Sunday, March 1, 2009

Greatness


I read an interesting comment on a New York Times article about 'greatness' in modern poetry on Edward Byrne's blog and it got me thinking about greatness in general.

The basic thesis of the original article by David Orr is that poets today are living in the shadow of the greatness of a bygone era. It questions what exactly greatness is and who can achieve it.

I really interested in our quest for greatness, and our quest for discovering greatness. There seems to be a hunger to know what is really, truly great - to define it, pin it up and glory in it.

But what is great? Is it something which speaks into our time, or something which challenges the status quo, perhaps it requires invention and originality, is it whatever the majority deems to be great? Or perhaps what the powerful minority deems to be great - a means of exclusion?

Whatever greatness is, we all want to know it, to be in on the big greatness secret. If Robert Lowell is declared to be the greatest poet of his generation, we want to read his work, and see for ourselves just how great he is. We want to be on the inside of the claim.

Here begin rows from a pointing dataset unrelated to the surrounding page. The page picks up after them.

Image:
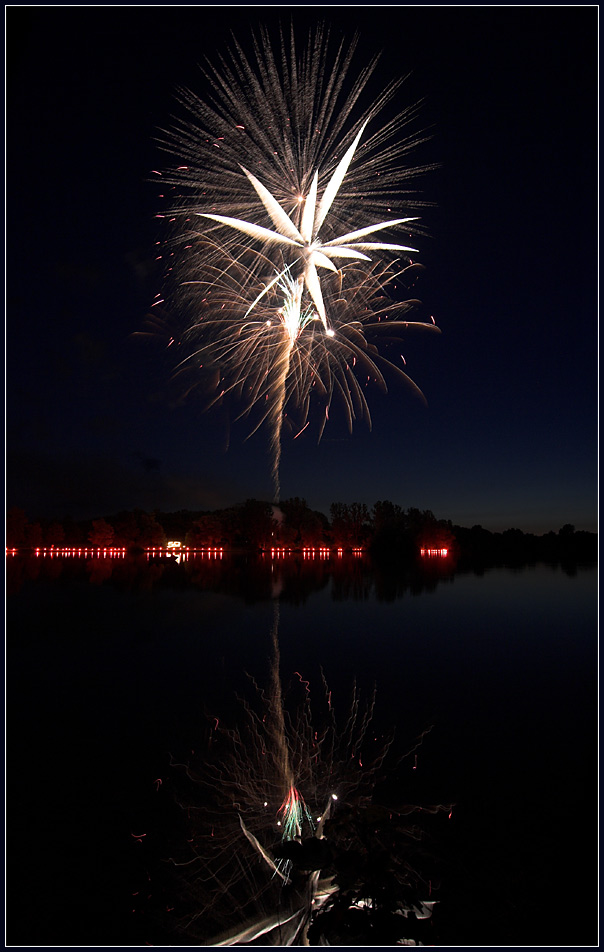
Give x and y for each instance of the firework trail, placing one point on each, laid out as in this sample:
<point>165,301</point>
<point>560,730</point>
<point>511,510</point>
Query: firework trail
<point>262,801</point>
<point>284,174</point>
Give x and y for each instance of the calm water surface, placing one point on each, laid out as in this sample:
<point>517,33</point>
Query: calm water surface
<point>114,663</point>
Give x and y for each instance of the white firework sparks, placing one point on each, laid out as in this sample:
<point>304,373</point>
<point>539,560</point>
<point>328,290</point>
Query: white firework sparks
<point>279,143</point>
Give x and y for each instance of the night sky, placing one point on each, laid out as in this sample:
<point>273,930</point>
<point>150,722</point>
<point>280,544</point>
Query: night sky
<point>509,436</point>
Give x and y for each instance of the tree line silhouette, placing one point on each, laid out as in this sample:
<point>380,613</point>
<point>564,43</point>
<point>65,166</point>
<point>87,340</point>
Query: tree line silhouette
<point>384,529</point>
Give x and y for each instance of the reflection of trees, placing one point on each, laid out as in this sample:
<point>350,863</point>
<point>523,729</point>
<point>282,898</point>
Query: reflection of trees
<point>282,840</point>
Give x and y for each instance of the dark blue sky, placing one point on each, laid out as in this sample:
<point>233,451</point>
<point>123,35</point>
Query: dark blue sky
<point>509,437</point>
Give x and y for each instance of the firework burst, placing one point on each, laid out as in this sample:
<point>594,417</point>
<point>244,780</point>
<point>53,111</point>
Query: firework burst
<point>260,860</point>
<point>284,205</point>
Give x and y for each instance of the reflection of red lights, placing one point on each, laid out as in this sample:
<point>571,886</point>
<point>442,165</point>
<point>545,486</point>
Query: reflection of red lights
<point>95,552</point>
<point>182,553</point>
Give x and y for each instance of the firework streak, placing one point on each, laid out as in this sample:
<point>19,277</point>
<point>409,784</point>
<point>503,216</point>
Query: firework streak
<point>289,251</point>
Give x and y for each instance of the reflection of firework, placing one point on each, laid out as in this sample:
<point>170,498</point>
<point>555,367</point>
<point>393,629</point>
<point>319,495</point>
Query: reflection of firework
<point>261,806</point>
<point>282,144</point>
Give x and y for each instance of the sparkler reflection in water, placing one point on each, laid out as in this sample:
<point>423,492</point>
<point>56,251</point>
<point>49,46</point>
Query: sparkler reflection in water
<point>265,858</point>
<point>284,173</point>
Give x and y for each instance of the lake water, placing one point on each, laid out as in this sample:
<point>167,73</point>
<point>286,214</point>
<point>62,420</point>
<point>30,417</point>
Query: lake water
<point>114,663</point>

Or, we want to know what makes a great coffee, and we will pursue it until we achieve it. We will study the art of coffee making and desire to know greatness in coffee.

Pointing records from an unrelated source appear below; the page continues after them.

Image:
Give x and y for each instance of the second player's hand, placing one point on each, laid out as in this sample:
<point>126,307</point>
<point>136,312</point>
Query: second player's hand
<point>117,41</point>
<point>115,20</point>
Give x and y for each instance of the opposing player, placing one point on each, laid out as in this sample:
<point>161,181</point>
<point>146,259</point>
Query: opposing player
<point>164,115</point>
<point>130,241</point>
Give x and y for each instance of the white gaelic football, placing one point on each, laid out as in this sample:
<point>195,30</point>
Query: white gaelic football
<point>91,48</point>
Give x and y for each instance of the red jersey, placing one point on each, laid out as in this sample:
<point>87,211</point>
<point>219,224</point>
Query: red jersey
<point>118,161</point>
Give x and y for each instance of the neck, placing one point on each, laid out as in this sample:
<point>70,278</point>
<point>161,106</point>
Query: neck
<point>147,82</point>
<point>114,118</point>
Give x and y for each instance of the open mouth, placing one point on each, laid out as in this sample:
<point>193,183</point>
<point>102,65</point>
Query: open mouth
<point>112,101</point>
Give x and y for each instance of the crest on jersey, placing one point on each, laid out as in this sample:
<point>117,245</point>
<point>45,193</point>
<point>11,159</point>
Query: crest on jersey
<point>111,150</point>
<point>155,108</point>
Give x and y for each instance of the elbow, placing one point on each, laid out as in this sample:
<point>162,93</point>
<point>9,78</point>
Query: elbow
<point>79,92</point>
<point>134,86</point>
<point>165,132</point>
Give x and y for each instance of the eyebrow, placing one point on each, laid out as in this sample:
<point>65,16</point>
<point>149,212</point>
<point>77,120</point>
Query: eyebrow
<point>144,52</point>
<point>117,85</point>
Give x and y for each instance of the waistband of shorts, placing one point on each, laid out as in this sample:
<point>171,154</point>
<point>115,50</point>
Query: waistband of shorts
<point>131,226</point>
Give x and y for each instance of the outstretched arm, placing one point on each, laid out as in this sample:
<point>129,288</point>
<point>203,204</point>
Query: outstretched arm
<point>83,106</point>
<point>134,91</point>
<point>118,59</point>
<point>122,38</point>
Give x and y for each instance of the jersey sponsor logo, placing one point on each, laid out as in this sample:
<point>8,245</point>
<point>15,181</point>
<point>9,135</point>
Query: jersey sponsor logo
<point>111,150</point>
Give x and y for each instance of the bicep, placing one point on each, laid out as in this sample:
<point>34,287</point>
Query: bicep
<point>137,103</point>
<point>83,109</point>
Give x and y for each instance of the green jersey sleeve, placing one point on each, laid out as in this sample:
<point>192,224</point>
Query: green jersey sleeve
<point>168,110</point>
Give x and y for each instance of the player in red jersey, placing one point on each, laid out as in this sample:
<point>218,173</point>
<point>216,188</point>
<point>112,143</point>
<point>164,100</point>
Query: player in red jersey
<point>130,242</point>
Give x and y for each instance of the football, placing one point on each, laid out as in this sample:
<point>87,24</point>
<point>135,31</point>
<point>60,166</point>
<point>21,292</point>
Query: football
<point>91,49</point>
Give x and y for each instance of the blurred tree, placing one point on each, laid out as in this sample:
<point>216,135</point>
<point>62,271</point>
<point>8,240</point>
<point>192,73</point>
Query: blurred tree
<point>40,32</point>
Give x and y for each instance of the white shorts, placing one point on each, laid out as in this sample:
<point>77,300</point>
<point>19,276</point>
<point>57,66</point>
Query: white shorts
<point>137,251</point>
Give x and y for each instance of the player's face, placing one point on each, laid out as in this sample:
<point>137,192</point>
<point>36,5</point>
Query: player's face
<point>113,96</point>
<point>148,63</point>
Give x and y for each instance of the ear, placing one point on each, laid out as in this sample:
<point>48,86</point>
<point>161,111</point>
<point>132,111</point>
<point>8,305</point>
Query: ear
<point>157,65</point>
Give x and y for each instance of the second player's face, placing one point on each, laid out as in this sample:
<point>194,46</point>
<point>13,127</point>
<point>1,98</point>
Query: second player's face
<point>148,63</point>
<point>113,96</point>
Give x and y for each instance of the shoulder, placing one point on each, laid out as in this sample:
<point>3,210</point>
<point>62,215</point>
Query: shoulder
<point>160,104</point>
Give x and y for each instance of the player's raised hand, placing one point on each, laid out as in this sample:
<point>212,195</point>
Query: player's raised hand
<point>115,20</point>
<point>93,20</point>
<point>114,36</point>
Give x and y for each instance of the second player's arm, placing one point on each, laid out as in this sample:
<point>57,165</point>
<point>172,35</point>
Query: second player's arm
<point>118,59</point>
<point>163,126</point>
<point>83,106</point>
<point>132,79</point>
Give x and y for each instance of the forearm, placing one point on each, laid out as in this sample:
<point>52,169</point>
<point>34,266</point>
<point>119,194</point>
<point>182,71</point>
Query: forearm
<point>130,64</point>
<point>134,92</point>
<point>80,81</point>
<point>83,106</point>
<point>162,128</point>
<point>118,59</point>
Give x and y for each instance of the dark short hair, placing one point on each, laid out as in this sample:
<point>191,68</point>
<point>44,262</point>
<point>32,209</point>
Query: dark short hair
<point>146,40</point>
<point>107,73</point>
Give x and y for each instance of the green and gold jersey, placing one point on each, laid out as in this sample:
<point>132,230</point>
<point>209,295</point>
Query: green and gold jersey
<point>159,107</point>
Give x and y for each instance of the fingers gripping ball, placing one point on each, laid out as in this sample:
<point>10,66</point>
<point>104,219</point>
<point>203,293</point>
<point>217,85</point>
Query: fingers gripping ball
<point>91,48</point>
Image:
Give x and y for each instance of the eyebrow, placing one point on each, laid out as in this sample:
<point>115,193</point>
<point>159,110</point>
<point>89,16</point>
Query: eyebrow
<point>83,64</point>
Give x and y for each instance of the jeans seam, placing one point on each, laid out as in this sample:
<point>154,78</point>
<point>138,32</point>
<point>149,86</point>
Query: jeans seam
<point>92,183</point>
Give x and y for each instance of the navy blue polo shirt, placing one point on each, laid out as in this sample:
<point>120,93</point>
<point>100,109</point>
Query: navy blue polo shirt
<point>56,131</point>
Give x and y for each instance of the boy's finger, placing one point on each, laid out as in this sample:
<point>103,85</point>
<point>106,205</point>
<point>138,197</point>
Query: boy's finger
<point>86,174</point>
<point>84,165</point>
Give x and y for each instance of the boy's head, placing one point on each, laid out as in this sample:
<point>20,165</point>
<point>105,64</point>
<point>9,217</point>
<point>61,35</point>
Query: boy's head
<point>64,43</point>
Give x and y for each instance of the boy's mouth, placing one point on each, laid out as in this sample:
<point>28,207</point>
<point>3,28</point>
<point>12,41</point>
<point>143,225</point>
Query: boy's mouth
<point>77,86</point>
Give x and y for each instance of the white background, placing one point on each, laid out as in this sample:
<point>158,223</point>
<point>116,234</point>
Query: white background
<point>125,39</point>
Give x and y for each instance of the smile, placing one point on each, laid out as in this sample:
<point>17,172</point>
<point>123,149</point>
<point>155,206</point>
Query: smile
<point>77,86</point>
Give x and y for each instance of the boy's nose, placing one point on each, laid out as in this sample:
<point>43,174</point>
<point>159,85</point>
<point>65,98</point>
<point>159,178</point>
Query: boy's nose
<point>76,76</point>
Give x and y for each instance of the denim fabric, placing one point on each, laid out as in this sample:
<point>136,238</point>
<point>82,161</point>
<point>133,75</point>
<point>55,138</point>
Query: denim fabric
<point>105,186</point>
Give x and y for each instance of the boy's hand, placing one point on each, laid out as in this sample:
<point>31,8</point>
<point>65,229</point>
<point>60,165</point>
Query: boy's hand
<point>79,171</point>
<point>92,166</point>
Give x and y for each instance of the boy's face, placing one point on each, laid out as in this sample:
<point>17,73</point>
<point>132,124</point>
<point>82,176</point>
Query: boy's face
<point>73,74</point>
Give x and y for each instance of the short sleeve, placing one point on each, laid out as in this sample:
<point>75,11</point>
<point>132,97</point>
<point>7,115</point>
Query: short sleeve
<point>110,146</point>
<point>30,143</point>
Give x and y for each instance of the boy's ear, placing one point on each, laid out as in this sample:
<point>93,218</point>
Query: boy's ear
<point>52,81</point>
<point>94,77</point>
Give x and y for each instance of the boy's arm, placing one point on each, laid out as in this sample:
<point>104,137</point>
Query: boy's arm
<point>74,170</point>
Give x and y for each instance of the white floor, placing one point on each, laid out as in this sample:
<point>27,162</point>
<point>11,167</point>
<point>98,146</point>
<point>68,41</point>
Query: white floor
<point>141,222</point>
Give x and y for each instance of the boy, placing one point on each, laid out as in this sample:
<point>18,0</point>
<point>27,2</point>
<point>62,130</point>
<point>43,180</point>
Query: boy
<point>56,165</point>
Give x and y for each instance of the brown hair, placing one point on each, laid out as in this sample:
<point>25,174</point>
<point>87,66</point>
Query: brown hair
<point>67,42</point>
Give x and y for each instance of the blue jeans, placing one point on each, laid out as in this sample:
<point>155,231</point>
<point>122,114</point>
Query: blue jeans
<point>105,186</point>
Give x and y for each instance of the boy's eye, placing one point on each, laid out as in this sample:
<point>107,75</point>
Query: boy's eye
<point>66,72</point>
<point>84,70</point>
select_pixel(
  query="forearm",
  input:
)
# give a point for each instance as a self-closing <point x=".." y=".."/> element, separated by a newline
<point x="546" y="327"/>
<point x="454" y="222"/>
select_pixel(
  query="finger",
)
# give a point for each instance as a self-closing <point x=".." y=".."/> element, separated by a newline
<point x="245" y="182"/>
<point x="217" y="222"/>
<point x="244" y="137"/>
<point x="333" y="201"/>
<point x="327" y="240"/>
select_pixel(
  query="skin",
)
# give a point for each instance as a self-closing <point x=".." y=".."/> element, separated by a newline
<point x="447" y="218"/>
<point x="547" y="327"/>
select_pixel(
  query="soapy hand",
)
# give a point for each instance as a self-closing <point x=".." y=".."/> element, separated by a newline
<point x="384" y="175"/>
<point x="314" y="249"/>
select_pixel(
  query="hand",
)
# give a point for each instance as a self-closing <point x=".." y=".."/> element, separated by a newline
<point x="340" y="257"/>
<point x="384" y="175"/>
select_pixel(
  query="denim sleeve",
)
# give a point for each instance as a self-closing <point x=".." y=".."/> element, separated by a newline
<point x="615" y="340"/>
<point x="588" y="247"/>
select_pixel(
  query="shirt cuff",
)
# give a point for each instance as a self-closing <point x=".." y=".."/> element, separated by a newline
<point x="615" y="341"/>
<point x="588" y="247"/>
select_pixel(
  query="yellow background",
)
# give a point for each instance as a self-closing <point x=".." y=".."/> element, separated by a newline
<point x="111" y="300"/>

Likewise, design bloggers will pursue greatness is design, and desire to be the first to uncover it on their blogs.

Why do we have this obsession with uncovering, revelling in and being part of greatness?

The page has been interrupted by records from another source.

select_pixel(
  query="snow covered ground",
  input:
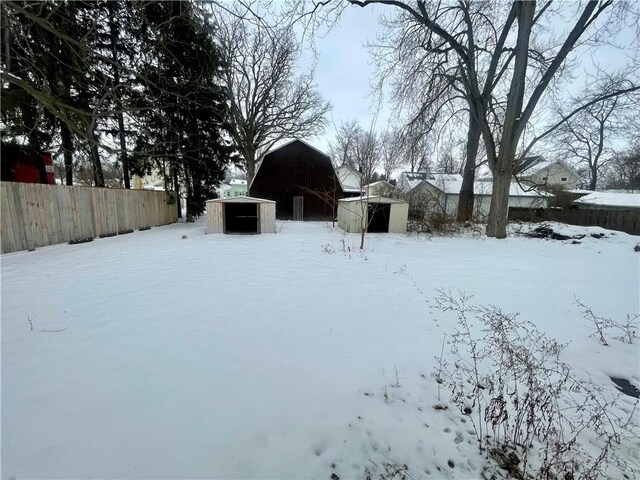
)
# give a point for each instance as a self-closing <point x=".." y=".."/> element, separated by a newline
<point x="151" y="355"/>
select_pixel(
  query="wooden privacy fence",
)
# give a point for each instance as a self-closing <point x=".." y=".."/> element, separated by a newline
<point x="622" y="219"/>
<point x="35" y="215"/>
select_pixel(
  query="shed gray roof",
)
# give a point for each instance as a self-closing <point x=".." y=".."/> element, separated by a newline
<point x="240" y="200"/>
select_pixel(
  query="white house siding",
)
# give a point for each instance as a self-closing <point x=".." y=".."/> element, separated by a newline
<point x="398" y="217"/>
<point x="553" y="177"/>
<point x="215" y="217"/>
<point x="436" y="202"/>
<point x="215" y="213"/>
<point x="350" y="214"/>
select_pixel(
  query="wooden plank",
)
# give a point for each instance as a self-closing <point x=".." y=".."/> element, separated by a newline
<point x="34" y="215"/>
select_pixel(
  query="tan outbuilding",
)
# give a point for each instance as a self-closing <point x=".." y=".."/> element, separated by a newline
<point x="378" y="214"/>
<point x="241" y="215"/>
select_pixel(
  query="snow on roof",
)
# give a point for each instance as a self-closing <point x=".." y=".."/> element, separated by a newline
<point x="631" y="200"/>
<point x="452" y="183"/>
<point x="273" y="149"/>
<point x="349" y="178"/>
<point x="413" y="179"/>
<point x="372" y="199"/>
<point x="240" y="200"/>
<point x="533" y="165"/>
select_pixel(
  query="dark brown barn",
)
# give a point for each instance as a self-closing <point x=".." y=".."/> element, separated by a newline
<point x="296" y="176"/>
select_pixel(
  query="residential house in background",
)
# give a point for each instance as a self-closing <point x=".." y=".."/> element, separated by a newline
<point x="300" y="179"/>
<point x="350" y="180"/>
<point x="235" y="188"/>
<point x="554" y="174"/>
<point x="410" y="180"/>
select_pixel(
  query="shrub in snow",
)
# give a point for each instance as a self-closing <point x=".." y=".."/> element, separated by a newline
<point x="530" y="412"/>
<point x="627" y="330"/>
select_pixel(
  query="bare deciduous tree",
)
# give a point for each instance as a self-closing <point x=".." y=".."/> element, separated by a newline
<point x="502" y="97"/>
<point x="586" y="139"/>
<point x="268" y="101"/>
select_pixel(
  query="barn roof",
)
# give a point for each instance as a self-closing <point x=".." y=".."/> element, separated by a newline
<point x="611" y="199"/>
<point x="240" y="200"/>
<point x="282" y="146"/>
<point x="372" y="199"/>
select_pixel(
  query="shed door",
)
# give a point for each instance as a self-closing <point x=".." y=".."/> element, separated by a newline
<point x="379" y="214"/>
<point x="241" y="218"/>
<point x="298" y="208"/>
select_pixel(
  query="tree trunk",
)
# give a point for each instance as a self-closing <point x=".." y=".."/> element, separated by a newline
<point x="98" y="176"/>
<point x="593" y="181"/>
<point x="67" y="146"/>
<point x="189" y="193"/>
<point x="250" y="160"/>
<point x="499" y="210"/>
<point x="176" y="187"/>
<point x="466" y="199"/>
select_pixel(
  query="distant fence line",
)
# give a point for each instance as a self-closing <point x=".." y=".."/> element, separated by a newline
<point x="622" y="219"/>
<point x="35" y="215"/>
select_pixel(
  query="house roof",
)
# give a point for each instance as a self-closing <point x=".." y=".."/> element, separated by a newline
<point x="413" y="179"/>
<point x="610" y="199"/>
<point x="372" y="199"/>
<point x="342" y="172"/>
<point x="240" y="200"/>
<point x="452" y="183"/>
<point x="533" y="165"/>
<point x="378" y="183"/>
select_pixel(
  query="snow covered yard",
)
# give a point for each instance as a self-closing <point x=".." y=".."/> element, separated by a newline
<point x="291" y="355"/>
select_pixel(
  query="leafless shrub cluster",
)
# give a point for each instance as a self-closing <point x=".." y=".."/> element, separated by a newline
<point x="627" y="330"/>
<point x="529" y="411"/>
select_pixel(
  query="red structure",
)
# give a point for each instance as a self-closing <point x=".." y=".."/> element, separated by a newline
<point x="300" y="179"/>
<point x="21" y="164"/>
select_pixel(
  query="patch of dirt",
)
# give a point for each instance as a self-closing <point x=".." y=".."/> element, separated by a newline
<point x="545" y="231"/>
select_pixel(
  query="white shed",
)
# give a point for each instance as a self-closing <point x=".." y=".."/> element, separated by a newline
<point x="379" y="214"/>
<point x="241" y="215"/>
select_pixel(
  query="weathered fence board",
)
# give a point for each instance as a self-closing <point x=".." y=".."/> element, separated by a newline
<point x="622" y="219"/>
<point x="34" y="215"/>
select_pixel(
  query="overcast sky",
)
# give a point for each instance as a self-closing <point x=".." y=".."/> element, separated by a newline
<point x="343" y="71"/>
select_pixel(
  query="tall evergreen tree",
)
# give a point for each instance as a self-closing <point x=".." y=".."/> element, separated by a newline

photo: hyperakt prints: Deroy Peraza


3 comments:

onlinesoph said...

It's an interesting concept, isn't it? We all strive for greatness, in some way. For me, it's not enough to be an average writer, or bake a so-so loaf of banana bread. I want to be a great writer, and bake the best banana bread.

I think, as a Christian, sometimes I too quickly downplay mankind's quest for greatness as arrogant and sinful. And there is an element of truth in that. Part of our quest for greatness is a desire to see our name glorified.

But we mustn't forget that greatness, and our desire to achieve the best, is not a bad thing in itself. Our God is great, and he delights in giving us His very best, whether it's the beauty of creation or the fullness of his blessings. Our desire for greatness is perhaps a reflection that we are made in the image of God.

What do you think?

sophg said...

Hi Soph, I had certainly pondered the truth of wanting to see our name glorified.

I also actually think we're looking for gods on earth. In a romans 1 kind of way - looking for something/someone to worship.

On the idea of wanting to do the best you can - I've been thinking for a while now about ambition, and whether it's a good thing. I'm still not sure.

I think we need to watch ourselves. I know I tend to be a bit of an over-achiever in some areas, and won't be happy unless I do well - and that's a lot to do with where I get my self-esteem from.

For me, I need to be ok with average. While I agree with your line about god delighting in giving us his very best - i think this can easily be distorted and become "I deserve the best - why hasn't god given it to me?" in all sorts of areas - career etc.

Hmm still pondering it all. Thanks for your thoughts :)

onlinesoph said...

yes, definitely. We can distort greatness to become an idol. And think we have a right to success.

Maybe the answer is also understanding God's concept of greatness - ie. that the first shall be last, and the last shall be first.

And understanding that while we strive to do things well, the ability to do things comes from God, not us.